CFD Assisted Study of Multi-Chapels Greenhouse Vents Openings Effect on Inside Airflow Circulation and Microclimate Patterns

Abstract

The aim of this work is to study and quantify the air mass flow exchanged between inside and outside of the greenhouse, in order to determine the ventilation openings layout and the design effect on greenhouse airflow and microclimate distribution. The study was conducted over a 945 m2 multi-chapels arched greenhouse with a polyethylene cover and has thirteen crop rows oriented from north to south; the greenhouse was equipped with side wall and roof vents openings.
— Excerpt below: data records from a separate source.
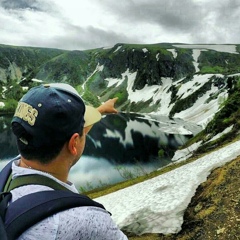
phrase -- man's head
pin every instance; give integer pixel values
(47, 116)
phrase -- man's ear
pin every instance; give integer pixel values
(72, 144)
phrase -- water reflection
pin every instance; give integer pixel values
(128, 140)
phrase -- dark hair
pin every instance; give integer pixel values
(43, 154)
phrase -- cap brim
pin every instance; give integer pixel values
(92, 115)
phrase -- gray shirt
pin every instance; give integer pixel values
(86, 223)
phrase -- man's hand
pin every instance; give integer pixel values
(108, 106)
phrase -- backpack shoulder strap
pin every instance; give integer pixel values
(32, 208)
(4, 176)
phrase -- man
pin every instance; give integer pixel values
(50, 124)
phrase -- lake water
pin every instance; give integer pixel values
(119, 146)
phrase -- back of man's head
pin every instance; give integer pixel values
(47, 116)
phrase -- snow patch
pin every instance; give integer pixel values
(118, 48)
(220, 48)
(145, 50)
(173, 51)
(158, 204)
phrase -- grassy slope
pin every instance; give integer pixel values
(214, 212)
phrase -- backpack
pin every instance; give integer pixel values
(17, 217)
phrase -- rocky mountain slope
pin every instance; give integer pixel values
(191, 82)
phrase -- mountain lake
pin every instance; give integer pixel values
(119, 146)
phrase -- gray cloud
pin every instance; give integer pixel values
(47, 23)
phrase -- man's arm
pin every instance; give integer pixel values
(105, 108)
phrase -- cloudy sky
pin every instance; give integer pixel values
(86, 24)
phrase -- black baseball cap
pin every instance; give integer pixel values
(53, 112)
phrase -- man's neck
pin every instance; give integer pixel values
(53, 168)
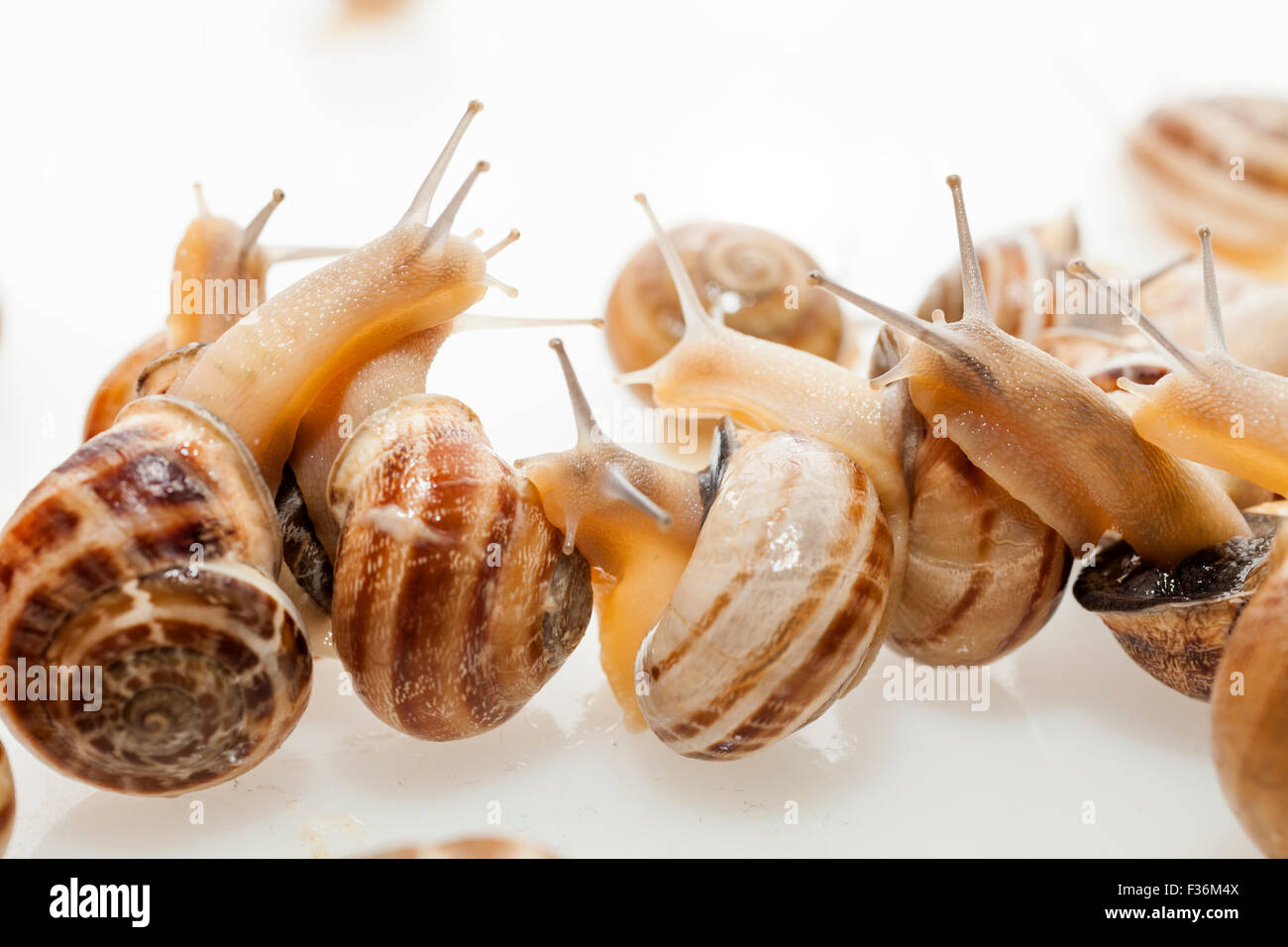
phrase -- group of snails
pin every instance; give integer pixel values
(258, 484)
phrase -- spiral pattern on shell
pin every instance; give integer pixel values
(778, 608)
(758, 279)
(7, 801)
(452, 602)
(147, 557)
(1220, 161)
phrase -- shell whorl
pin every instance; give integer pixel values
(778, 607)
(454, 602)
(149, 554)
(7, 801)
(742, 272)
(1223, 161)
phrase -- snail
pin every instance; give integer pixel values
(226, 264)
(1223, 414)
(454, 600)
(471, 848)
(984, 573)
(1046, 434)
(1012, 266)
(771, 386)
(151, 551)
(1249, 711)
(752, 279)
(764, 579)
(1223, 159)
(7, 804)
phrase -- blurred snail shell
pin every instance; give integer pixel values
(472, 848)
(984, 573)
(149, 553)
(742, 272)
(1249, 711)
(7, 804)
(1175, 621)
(1223, 161)
(119, 386)
(778, 607)
(1012, 265)
(454, 602)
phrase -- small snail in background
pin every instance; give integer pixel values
(151, 552)
(765, 577)
(751, 279)
(1220, 159)
(1010, 266)
(472, 848)
(1223, 414)
(227, 264)
(7, 804)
A simulation was performed using different arrangements and configurations of ventilation openings with the same wind direction. Numerical simulation has been adopted in three dimensions (CFD), using the Fluent computer code which relies on the resolution of the Navier-Stokes equations. These equations were solved in the presence of the turbulence model (k - e) and the Boussinesq model equation adopted to incorporate buoyancy forces. The effects of solar and atmospheric radiation were included by solving the radiative transfer equation (RTE), using Discrete Ordinate (DO) model. The effects of the roof openings, the presence of anti-insect screens and crops orientation were investigated and quantified. In a 3-span greenhouse with an anti-aphid in-sect screen in the vent openings, combining roof and sidewall vents gave a ventilation rate per unit opening area that was 1.4 times more than with only side vents. In the latter case, the difference of temperature between the inside and the outside of the greenhouse was greater than 3°C. Numerical simulations with an anti-insect screen having a porosity of 56% showed that the air exchange rate with combined ventilation was reduced by 48%. Finally, the paper focused on the effect of vent arrangement on the efficiency of the ventilation and the distribution of the microclimate inside the greenhouse. Results showed that computed ventilation rates varied from 53.43 to 70.95 kg/s, whereas temperature differences varied from 7.15°C to 10.14°C. This study also showed that other characteristics such as climate heterogeneity must be investigated in order to define the best ventilation configuration.